Had the first Eldar felt more wonder than he, when they woke by the starlit meres of Cuiviénen? In breathless awe, he looked up towards the Emyn Uial and saw a bright star glimmering on the horizon. Gil -estel. Star of Hope, winged ship of Ëarendil lit by the hallowed radiance of a Silmaril. Reverently he bowed his head, whispering a short prayer to Elbereth, who had set the stars in their courses before even Isil and Anor sailed the sky. There must be hope for him to make a new life, far from the confines of Imladris. He gazed westwards, and thought of lands beyond the Emyn Uial - of the fair woods of Lindon beyond the river Lhûn. At the mouth of the Lhûn stood Mithlond, last haven of the Eldar beside the Sundering Seas. In that moment he resolved to fare westward, beyond the Hills of Twilight, enchanting though they were, and seek the lands of Lindon. He would roam the woods beside Lake Nenuial for a season, but his path lay west toward Lindon - the Land of Song, last vestige of the lands of Beleriand that now lay broken beneath the sea.

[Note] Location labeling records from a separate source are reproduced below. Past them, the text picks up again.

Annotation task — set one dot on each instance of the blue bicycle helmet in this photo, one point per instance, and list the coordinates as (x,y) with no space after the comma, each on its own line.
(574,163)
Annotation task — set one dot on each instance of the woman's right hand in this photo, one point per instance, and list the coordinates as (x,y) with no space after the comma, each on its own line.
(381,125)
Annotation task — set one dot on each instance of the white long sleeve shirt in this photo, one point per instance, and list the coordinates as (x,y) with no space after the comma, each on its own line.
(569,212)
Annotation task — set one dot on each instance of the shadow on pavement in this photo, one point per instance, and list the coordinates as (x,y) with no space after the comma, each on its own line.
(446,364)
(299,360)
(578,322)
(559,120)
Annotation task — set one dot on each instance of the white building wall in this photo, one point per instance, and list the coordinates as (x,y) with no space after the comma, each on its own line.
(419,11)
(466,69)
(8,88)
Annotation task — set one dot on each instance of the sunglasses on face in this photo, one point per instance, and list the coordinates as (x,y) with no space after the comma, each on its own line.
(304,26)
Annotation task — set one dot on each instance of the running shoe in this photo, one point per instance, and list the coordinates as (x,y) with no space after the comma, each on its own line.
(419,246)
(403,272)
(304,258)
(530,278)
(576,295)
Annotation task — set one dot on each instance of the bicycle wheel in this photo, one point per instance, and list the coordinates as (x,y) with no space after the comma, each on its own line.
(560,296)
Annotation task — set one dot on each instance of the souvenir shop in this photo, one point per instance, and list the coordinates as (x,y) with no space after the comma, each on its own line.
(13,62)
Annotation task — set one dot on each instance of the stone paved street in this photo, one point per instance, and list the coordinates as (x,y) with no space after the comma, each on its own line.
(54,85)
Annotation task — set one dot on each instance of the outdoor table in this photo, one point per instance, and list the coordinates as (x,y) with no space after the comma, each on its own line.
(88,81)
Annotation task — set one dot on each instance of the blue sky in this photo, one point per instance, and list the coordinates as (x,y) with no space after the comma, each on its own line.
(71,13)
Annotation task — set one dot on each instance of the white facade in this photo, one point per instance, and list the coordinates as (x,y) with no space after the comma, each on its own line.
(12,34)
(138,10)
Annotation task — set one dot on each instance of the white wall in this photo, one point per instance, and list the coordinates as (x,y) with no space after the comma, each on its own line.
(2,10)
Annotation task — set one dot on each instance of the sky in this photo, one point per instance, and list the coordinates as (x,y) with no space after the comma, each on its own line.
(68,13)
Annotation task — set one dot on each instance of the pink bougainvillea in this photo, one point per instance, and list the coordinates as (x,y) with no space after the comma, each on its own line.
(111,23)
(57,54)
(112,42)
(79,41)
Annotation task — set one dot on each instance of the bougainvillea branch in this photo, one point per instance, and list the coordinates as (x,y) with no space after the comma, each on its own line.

Amloth stamped at the ground and whickered softly, and the moment was broken. Tancamir turned to his horse, rolling his eyes slightly.
"What do you want now, Amloth? A good fire is before us, and many days of hunting in the wilderness are ahead." He patted his horse's flanks and secured his tether to a nearby tree. "And to-morrow I shall see if you are still any good at the chase, for you have gone fat and lazy with all this walking."
He busied himself with banking the fire and unpacking a few of his belongings. His bow Cúringil and his quiver he lay on the ground, within arm's reach of his resting place. Dagger tucked under his pillow, Cúrongrist sheathed and ready at his side, he stretched out his bedroll beside the embers of the fire. He folded both hands behind his head, staring contentedly at the stars. The lands beyond Imladris were wilder and more wonderful than he could ever have dreamed. Slowly horse and master slipped into restful slumber as the stars wheeled above the mirrored waters of Nenuial.